Fulginiti is changing that picture, however. In a recent study published in the Journal of the Society for Social Work and Research, Fulginiti and GSSW alumna Jennifer Wilson (PhD ’21), along with several other collaborators, used machine learning to predict suicidal ideation and suicide attempts among YEH, who are particularly vulnerable to suicide. It is the first known study to leverage machine learning to better understand and predict suicidal ideation and suicide attempts among YEH.
In addition to individual suicide risk factors such as trauma and depression, the team identified several social network factors — such as hard drug use and tolerance for risky behavior among peers — that were associated with suicide risk among YEH. The clinical risk profiles the team developed may eventually be useful for suicide risk screening and guiding targeted suicide interventions for YEH.
“Our work demonstrates that networks matter. We found that numerous social network characteristics were prominent correlates of suicidal ideation and, to a lesser extent, suicidal behavior. In fact, more than half of the factors identified as being important in our [decision tree] analyses were related to the network environments of YEH,” Fulginiti and his coauthors wrote. “There is a paucity of social work scholarship about suicide among YEH, whose suicide risk may be rooted in their profound social disadvantage. We showed that the norms operating in the environments of YEH deserve more attention in the context of suicide prevention programming. Social network assessments and interventions may be a promising way to augment individual-level strategies.”

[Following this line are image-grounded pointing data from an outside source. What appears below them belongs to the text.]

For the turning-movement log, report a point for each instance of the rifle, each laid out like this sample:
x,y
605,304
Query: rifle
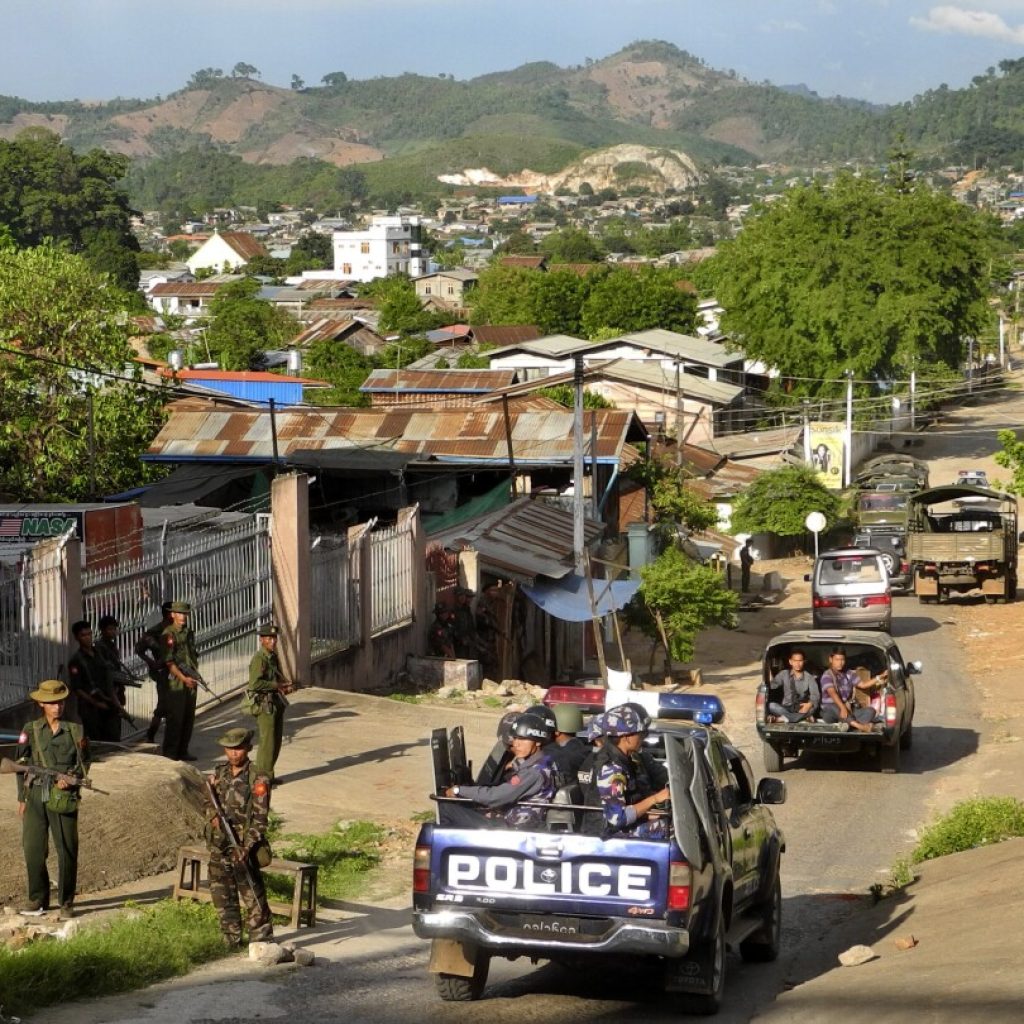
x,y
241,860
8,767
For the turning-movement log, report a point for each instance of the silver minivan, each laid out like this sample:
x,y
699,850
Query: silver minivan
x,y
850,589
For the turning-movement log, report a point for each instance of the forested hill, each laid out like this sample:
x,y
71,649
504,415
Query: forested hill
x,y
649,92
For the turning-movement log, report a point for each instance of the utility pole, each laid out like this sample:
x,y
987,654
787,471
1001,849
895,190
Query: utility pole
x,y
848,448
578,518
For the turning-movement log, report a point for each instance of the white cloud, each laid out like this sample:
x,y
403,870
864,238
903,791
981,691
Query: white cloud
x,y
952,19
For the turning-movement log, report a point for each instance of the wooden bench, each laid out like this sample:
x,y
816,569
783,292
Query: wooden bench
x,y
194,865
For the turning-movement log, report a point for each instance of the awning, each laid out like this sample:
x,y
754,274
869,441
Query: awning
x,y
569,599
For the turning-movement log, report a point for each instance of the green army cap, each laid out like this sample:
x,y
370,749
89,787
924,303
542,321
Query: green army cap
x,y
236,737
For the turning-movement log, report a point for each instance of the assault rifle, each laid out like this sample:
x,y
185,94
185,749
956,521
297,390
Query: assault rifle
x,y
8,767
240,858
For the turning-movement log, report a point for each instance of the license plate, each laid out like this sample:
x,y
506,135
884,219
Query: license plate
x,y
550,927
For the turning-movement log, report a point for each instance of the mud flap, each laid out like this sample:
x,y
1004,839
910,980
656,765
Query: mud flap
x,y
453,956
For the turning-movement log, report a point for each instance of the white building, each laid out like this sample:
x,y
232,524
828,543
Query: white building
x,y
388,246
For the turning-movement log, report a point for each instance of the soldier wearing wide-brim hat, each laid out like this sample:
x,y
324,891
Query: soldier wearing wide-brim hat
x,y
47,808
244,793
177,647
265,698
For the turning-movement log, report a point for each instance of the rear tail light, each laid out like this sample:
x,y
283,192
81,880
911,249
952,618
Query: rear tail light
x,y
421,869
679,886
890,711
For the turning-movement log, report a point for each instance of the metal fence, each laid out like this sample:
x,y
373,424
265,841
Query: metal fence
x,y
223,572
391,598
335,606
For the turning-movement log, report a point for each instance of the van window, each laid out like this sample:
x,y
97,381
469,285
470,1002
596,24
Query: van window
x,y
849,568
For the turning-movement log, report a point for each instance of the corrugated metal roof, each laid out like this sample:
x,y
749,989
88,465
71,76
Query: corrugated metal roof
x,y
530,538
448,434
434,381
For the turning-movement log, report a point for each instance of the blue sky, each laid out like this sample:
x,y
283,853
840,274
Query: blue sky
x,y
882,50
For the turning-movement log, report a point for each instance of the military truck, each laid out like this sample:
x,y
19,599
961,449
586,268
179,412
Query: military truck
x,y
962,539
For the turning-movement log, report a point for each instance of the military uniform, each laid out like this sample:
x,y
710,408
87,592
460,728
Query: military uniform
x,y
49,810
89,673
151,650
177,645
267,706
245,796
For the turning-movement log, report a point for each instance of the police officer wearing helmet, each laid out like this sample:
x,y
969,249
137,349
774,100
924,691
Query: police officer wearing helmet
x,y
530,776
568,752
615,787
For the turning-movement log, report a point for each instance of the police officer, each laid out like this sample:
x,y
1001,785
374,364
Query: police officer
x,y
531,777
464,635
244,793
91,683
568,752
177,647
48,807
148,648
266,699
615,788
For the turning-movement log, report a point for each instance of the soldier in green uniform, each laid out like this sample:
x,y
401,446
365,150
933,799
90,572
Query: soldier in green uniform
x,y
90,680
266,699
148,648
177,646
244,794
47,807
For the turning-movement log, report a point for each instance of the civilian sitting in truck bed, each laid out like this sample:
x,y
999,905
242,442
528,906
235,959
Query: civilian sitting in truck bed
x,y
801,696
615,790
519,801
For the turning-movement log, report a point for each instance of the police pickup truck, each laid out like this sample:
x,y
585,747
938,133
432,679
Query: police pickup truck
x,y
585,900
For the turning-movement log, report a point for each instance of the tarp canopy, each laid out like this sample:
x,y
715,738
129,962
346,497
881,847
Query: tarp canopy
x,y
569,599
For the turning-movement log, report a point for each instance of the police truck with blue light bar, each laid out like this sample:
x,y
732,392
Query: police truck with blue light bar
x,y
564,895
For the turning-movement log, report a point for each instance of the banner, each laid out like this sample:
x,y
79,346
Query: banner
x,y
827,446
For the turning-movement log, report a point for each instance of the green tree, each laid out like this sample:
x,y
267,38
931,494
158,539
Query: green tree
x,y
638,300
341,366
49,193
778,501
62,330
857,275
243,327
677,599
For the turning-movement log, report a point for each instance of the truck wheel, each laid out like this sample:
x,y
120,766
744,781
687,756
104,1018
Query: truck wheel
x,y
773,757
889,759
906,740
455,988
763,945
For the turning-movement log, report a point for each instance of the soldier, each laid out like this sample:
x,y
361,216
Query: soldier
x,y
51,807
266,698
177,645
90,682
464,635
244,794
439,638
150,650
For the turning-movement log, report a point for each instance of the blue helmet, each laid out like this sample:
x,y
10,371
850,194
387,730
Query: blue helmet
x,y
623,721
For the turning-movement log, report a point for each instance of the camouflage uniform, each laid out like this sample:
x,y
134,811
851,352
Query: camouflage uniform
x,y
48,809
246,799
177,646
268,708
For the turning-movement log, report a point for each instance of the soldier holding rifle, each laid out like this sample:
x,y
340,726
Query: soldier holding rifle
x,y
240,800
47,801
177,647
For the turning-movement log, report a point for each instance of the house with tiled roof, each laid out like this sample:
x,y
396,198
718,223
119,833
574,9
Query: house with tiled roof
x,y
225,249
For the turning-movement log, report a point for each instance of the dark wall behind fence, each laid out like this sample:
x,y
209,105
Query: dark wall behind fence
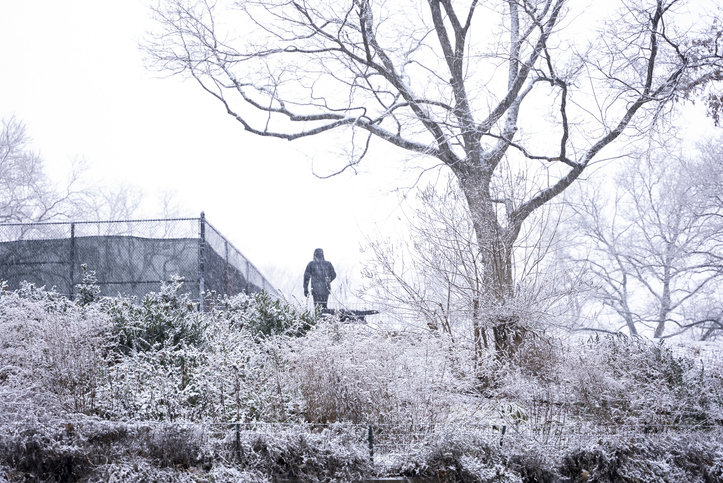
x,y
129,257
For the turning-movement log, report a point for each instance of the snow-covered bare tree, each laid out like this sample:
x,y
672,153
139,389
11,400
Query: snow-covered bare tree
x,y
26,193
655,250
482,87
433,273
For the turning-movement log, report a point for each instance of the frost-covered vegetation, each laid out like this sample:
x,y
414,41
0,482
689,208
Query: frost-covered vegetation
x,y
102,389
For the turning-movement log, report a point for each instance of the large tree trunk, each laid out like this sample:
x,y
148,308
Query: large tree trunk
x,y
495,309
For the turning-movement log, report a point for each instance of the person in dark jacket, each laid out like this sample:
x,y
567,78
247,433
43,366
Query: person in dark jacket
x,y
320,273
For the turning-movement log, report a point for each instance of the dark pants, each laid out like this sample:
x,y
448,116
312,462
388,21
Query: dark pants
x,y
320,299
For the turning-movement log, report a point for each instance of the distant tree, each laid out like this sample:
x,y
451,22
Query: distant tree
x,y
26,193
655,249
490,90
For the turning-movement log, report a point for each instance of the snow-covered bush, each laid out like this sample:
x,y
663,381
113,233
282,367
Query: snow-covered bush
x,y
53,353
353,373
165,319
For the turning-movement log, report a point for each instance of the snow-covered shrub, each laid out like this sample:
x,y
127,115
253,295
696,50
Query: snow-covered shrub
x,y
264,316
358,374
228,371
53,353
165,319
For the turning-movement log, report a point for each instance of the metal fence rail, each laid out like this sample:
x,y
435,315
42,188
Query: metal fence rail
x,y
129,257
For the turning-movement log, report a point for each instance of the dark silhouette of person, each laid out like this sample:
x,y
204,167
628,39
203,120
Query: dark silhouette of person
x,y
320,273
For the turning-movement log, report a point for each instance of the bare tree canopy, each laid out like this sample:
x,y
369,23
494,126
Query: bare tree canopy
x,y
654,248
26,194
511,95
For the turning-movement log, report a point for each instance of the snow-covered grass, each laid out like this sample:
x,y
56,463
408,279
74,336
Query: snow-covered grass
x,y
153,390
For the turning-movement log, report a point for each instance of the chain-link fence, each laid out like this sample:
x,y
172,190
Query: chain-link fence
x,y
128,257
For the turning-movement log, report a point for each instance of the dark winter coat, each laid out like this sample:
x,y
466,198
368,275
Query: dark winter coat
x,y
320,273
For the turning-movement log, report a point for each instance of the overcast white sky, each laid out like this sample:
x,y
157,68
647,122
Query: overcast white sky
x,y
73,72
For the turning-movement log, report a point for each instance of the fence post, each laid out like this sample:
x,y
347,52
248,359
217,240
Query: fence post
x,y
72,260
227,272
370,440
201,259
238,442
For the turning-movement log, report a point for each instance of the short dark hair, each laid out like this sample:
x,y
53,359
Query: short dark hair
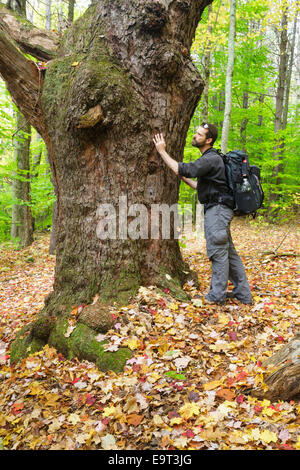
x,y
212,131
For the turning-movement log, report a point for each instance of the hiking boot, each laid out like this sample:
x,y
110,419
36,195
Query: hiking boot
x,y
230,295
213,302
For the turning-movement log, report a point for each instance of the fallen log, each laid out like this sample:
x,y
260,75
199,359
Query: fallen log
x,y
284,382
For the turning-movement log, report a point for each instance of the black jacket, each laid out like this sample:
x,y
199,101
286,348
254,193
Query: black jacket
x,y
211,178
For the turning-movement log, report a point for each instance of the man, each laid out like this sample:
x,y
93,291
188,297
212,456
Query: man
x,y
214,193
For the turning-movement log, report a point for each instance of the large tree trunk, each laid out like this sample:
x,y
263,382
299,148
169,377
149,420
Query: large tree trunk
x,y
122,73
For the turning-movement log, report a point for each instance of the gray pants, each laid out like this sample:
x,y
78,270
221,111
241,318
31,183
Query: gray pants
x,y
226,263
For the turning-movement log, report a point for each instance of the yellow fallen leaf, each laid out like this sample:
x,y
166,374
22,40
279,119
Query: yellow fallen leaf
x,y
223,319
173,306
132,343
188,410
157,420
268,436
175,421
74,418
108,411
212,385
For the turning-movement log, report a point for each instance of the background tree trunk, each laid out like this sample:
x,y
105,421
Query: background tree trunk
x,y
229,75
122,73
22,222
206,66
279,145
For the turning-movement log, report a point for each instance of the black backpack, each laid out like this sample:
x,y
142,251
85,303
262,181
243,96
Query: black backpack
x,y
244,182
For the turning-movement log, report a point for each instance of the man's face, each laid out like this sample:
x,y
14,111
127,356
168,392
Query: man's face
x,y
200,138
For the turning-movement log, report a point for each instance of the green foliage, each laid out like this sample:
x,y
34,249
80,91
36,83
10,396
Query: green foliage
x,y
42,193
255,73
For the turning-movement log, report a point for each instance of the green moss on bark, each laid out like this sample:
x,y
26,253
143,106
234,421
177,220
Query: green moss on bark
x,y
24,345
82,344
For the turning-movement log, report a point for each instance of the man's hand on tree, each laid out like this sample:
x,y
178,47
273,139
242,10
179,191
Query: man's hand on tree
x,y
159,143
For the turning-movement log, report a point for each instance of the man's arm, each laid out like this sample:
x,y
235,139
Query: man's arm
x,y
160,145
191,183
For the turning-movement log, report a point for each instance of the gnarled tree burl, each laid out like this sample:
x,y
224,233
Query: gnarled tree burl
x,y
121,73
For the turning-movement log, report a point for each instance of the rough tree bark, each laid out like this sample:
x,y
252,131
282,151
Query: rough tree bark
x,y
121,73
284,382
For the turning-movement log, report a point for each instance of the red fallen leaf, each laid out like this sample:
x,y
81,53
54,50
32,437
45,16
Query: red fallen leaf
x,y
81,401
135,419
173,414
17,408
241,376
188,433
232,335
90,400
4,358
240,398
287,447
258,408
275,407
193,396
136,367
153,312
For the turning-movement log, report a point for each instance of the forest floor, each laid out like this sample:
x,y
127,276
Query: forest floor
x,y
186,385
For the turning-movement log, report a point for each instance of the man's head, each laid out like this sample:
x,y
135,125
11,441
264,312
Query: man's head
x,y
205,136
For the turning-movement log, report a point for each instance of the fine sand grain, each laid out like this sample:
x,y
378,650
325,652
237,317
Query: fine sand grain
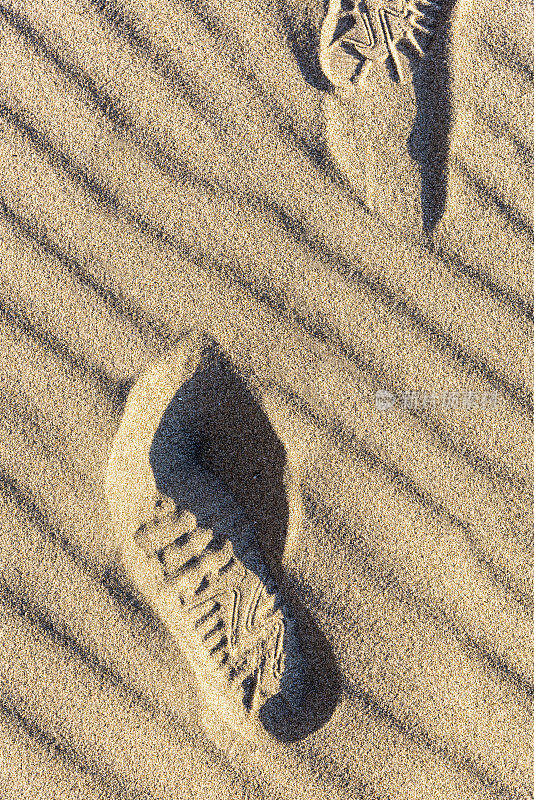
x,y
185,164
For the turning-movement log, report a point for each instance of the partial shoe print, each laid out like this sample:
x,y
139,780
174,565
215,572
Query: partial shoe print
x,y
194,558
357,37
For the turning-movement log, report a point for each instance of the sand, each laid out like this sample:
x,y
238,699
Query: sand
x,y
169,166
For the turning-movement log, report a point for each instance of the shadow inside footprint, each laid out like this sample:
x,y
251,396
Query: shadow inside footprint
x,y
429,141
215,433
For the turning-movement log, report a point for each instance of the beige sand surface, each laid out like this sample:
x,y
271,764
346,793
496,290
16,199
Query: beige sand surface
x,y
175,164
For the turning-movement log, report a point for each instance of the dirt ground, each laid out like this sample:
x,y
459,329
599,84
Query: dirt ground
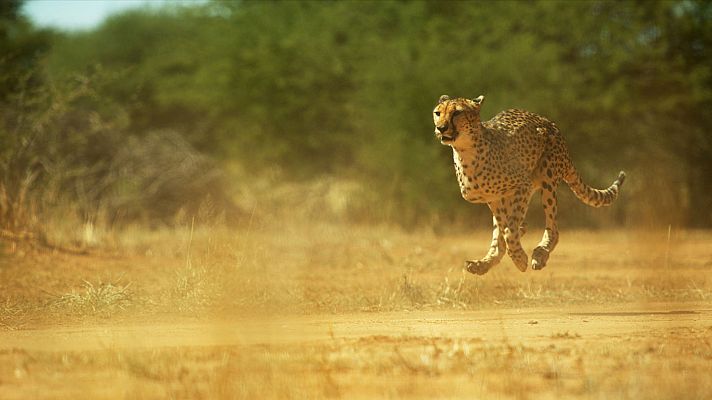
x,y
373,313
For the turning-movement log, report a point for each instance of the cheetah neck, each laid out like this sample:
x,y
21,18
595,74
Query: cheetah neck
x,y
470,154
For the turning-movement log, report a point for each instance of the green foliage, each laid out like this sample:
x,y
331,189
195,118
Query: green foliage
x,y
345,89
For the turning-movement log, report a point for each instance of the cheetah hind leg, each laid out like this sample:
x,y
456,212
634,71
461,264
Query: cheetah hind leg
x,y
548,242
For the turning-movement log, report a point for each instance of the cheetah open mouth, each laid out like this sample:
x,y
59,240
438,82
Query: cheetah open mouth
x,y
446,139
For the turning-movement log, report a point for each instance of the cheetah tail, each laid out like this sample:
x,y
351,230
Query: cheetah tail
x,y
594,197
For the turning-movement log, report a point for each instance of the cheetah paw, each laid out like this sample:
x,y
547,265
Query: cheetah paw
x,y
477,267
539,258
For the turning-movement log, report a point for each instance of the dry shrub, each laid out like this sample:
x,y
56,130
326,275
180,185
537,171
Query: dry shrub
x,y
67,161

Understanding Firearm Violence
Fulginiti also is a co-investigator in a new three-year study funded by the Centers for Disease Control and Prevention. The study will examine the personal, social network and environmental contributors (such as neighborhood characteristics) to firearm violence among YEH. Fulginiti and researchers at the University of Missouri, University of Southern California, and University of California Irvine are recruiting 750 YEH in St. Louis and Los Angeles. They aim to develop a better understanding of firearm access and the drivers of firearm violence — particularly in the context of intimate partner violence and suicide.
“Firearm violence is understudied among youth experiencing homelessness, and firearm prevention programming is underdeveloped in this population,” Fulginiti says. “We don’t even know much about the contributors to firearm violence in this group; you have to look at that before you can build programming to prevent it.”
As part of the project, the team plans to use Google Street View to understand the characteristics of the neighborhoods (and even specific blocks) where YEH are living and the influence of those characteristics on firearm risk. “This will help us think about and design violence risk strategies in a much more precise way, customized to the population,” Fulginiti says, noting that a broader benefit of the project is to showcase a novel use of free technology that local agencies could use independently.
“People experiencing homelessness tend to be an invisible population, and if you’re not shedding light on the problem of firearm violence, it’s all too easy for it to be ignored and for the needs of that group to be ignored,” Fulginiti says, noting that receiving a substantial federal grant to study firearm violence among YEH acknowledges that the needs of this population matter. “Our hope is that this study is a meaningful step toward doing something about it.”